Von Pyrrhon zu Husserl
Zur Vorgeschichte der phänomenologischen Epoché
This paper aims at retracing the genesis of the phenomenological epoché. It is the fundamental question of philosophy itself, namely the search for a truth that goes beyond all conflicts concerning different appearances of or opinions about the world, that motivates the epoché. Presupposing such an understanding of philosophy as search for truth, Husserl’s method of the epoché has its roots in Greek philosophy and is developed as a critical response to Descartes’s radical doubt. Focusing on these roots, this paper will show how Husserl’s epoché comes closer to Pyrrho’s skepticism than to Descartes’s radical doubt. Phenomenology, however, also overcomes skepticism, and more precisely the skeptical claim concerning the radical gap between being and appearances.
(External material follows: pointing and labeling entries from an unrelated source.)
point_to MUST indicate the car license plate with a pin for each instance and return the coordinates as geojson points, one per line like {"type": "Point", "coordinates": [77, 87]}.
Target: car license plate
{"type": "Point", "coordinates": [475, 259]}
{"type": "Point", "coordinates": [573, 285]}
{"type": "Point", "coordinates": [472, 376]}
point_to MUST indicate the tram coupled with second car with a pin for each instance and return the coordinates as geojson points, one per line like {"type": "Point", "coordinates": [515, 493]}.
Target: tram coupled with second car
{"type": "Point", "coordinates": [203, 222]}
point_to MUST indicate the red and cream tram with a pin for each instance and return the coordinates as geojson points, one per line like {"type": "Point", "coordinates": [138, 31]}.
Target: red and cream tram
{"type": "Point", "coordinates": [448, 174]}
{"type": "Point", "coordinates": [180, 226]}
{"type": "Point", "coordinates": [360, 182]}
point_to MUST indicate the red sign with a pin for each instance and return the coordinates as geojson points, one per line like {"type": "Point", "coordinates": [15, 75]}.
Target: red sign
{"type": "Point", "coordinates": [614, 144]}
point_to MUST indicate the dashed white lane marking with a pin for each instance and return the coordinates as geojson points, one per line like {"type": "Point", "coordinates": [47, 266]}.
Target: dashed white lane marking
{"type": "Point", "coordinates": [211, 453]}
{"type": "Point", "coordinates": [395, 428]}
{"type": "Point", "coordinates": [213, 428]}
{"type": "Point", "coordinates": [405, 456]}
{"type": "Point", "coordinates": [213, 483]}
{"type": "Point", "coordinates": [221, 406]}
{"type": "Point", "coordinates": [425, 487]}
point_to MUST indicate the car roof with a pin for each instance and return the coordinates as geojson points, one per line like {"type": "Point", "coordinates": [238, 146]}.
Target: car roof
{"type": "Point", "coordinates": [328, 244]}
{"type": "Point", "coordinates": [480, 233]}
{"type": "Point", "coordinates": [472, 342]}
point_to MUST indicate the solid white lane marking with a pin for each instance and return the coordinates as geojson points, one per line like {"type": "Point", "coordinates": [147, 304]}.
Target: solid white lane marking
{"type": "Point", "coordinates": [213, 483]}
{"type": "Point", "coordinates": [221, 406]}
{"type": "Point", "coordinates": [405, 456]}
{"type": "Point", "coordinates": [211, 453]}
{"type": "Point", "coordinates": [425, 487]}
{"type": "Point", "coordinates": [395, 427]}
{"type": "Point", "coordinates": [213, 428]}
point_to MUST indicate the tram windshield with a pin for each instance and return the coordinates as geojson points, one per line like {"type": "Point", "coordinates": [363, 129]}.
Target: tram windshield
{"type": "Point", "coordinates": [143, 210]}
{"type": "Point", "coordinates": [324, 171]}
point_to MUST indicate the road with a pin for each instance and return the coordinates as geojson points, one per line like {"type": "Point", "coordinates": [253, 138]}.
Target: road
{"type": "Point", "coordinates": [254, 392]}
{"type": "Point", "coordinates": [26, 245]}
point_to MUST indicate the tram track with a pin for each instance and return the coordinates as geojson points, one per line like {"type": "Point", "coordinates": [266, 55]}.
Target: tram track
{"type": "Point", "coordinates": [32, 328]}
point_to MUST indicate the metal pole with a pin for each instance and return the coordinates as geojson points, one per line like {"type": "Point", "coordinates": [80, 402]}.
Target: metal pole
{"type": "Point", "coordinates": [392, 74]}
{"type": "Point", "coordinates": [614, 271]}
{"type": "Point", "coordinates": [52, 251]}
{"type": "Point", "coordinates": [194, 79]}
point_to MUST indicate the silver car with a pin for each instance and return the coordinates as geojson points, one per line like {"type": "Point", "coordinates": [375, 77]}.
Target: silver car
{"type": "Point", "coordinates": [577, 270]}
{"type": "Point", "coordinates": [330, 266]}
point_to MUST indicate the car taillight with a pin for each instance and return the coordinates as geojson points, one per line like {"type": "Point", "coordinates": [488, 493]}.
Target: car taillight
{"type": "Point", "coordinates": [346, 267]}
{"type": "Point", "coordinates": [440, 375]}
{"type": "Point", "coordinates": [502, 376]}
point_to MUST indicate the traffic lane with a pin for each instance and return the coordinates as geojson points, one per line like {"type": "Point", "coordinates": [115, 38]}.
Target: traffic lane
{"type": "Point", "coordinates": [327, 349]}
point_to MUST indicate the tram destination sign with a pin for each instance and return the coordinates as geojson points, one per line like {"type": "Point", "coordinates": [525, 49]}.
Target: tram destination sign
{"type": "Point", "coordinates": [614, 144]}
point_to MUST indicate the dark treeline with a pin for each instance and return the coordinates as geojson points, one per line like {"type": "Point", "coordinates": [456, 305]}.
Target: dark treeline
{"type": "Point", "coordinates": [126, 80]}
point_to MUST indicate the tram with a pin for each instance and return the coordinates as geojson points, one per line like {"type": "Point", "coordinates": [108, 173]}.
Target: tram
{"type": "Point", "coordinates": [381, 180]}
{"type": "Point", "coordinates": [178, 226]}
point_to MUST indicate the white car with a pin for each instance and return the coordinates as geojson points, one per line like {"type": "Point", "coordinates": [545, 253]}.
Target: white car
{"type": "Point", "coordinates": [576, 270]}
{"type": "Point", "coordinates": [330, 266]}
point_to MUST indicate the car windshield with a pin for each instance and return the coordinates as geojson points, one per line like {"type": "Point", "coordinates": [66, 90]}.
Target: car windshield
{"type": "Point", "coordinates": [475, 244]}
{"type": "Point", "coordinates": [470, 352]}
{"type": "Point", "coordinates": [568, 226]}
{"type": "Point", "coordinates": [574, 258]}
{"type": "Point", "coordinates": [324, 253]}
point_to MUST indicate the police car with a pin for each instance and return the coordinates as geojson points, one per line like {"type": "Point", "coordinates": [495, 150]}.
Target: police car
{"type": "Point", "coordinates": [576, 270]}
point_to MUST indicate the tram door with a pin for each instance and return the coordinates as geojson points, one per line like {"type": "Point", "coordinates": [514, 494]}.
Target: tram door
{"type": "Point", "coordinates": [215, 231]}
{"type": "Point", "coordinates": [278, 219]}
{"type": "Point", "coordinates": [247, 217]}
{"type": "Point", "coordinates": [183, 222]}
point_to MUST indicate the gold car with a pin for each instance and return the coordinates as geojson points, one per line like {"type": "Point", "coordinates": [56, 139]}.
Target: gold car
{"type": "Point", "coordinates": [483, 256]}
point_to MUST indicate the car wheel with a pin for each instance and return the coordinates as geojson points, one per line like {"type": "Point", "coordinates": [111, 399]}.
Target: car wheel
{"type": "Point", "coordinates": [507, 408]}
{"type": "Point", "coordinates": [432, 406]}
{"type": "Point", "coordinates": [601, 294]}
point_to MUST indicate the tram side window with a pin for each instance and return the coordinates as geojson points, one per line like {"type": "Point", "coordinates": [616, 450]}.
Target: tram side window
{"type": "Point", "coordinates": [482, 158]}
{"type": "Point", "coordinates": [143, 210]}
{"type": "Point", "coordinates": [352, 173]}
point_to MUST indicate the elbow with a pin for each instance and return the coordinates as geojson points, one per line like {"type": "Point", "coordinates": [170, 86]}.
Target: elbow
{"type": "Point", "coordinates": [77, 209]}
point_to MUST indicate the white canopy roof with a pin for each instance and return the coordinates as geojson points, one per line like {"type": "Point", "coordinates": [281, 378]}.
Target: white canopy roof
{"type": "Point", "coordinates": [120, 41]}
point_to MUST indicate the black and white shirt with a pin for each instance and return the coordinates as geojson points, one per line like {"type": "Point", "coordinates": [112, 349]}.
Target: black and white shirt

In this sense, phenomenology shall be considered as unrestrained and radical adherence to the epoché. Thanks to the overcoming of skepticism, phenomenology can be seen as a “third” way to philosophy, beyond both Greek classical thought based on Parmenide’s idea of the co-belonging of being and truth and Descartes’s subjectivism. Considering that divergent opinions are grounded on the different modes of appearances, and are therefore related to different horizons, the paper will conclude with the question of whether the phenomenological method of the epoché allows us to properly address the relationship between the different life-worlds and the one world. Since the world is not only the dimension of display, but also the dimension of concealment, it will be discussed whether the characterisation of the world as universal horizon of all horizons can be considered as a fully appropriate one.